Scripts for making nice plots of cohorts of patients based on HPO terms
A small random subsample of an in-house IMGAG database was used to generate these plots.
Grey dots = diseases from OMIM or ORPHA ( http://purl.obolibrary.org/obo/hp/hpoa/genes_to_phenotype.txt ). Colored dots = patients from your cohort. 60 clusters k-means is used to generate labels (mainly for illustration puproses) - you can put your own labels on the plot without labels.

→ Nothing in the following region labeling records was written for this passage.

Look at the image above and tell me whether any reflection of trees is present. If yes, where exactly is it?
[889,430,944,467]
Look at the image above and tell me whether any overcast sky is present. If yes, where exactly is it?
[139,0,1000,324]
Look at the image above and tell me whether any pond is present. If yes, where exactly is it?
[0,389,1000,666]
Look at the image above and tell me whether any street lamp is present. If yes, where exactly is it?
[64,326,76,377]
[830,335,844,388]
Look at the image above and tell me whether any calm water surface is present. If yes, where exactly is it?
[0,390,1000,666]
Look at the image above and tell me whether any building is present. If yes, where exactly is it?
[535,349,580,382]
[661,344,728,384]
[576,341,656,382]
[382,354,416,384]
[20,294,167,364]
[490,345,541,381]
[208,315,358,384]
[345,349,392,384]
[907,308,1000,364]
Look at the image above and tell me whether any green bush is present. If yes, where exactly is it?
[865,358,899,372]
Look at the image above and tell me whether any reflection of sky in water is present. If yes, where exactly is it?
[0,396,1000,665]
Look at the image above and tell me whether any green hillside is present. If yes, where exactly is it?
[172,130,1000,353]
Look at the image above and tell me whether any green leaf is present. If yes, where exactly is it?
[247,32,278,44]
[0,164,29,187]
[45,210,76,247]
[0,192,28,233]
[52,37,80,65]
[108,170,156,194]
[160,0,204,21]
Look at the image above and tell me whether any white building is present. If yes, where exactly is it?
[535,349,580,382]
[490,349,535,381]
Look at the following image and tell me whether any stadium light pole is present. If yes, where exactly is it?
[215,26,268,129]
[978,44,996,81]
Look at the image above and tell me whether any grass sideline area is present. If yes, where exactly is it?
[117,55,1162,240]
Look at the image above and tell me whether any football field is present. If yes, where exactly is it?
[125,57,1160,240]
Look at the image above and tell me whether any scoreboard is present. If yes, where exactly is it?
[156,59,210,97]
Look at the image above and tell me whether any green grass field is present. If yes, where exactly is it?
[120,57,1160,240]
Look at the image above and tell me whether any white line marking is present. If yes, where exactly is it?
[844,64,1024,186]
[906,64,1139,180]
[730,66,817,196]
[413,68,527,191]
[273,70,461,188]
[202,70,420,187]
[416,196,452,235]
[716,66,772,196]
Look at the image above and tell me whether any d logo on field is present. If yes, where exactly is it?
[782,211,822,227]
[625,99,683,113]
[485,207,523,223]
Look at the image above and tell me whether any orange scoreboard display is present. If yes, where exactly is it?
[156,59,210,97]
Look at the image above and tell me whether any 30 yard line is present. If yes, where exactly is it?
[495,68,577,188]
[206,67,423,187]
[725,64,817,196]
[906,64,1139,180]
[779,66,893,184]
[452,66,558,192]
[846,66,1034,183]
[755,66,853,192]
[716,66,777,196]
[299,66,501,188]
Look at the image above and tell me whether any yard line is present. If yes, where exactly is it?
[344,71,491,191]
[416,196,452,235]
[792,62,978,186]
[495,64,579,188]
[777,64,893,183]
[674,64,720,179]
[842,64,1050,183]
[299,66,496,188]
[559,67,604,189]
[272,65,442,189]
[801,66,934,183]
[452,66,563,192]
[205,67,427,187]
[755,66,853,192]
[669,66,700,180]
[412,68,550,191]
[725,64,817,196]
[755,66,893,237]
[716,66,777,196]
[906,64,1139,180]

Disease groups annotated manually by submitters.
Groups defined by 3 HPO terms (Ataxia, Spasticity, Dystonia):
Install the following packages for you R:
install.packages("ontologyIndex")
install.packages("ontologySimilarity")
install.packages("Rcpp")
install.packages("sets")
install.packages("ggplot2")
install.packages("umap")
install.packages("ggrepel")
Download Human Phenotype Ontology obo file: https://raw.githubusercontent.com/obophenotype/human-phenotype-ontology/master/hp.obo .
Download genes_to_phenotype from https://hpo.jax.org/app/download/annotation .
You should have a text file with your cohort, with one column denoting unique sample IDs, and another column providing HPOs per patient, as "HP:0000238 - Hydrocephalus; HP:0000505 - Visual impairment". If your HPOs are provided differently, you have to modify the following code:
hpo_numbers = data_for_plotting[which(data_for_plotting$X.name == name), index_of_hpos]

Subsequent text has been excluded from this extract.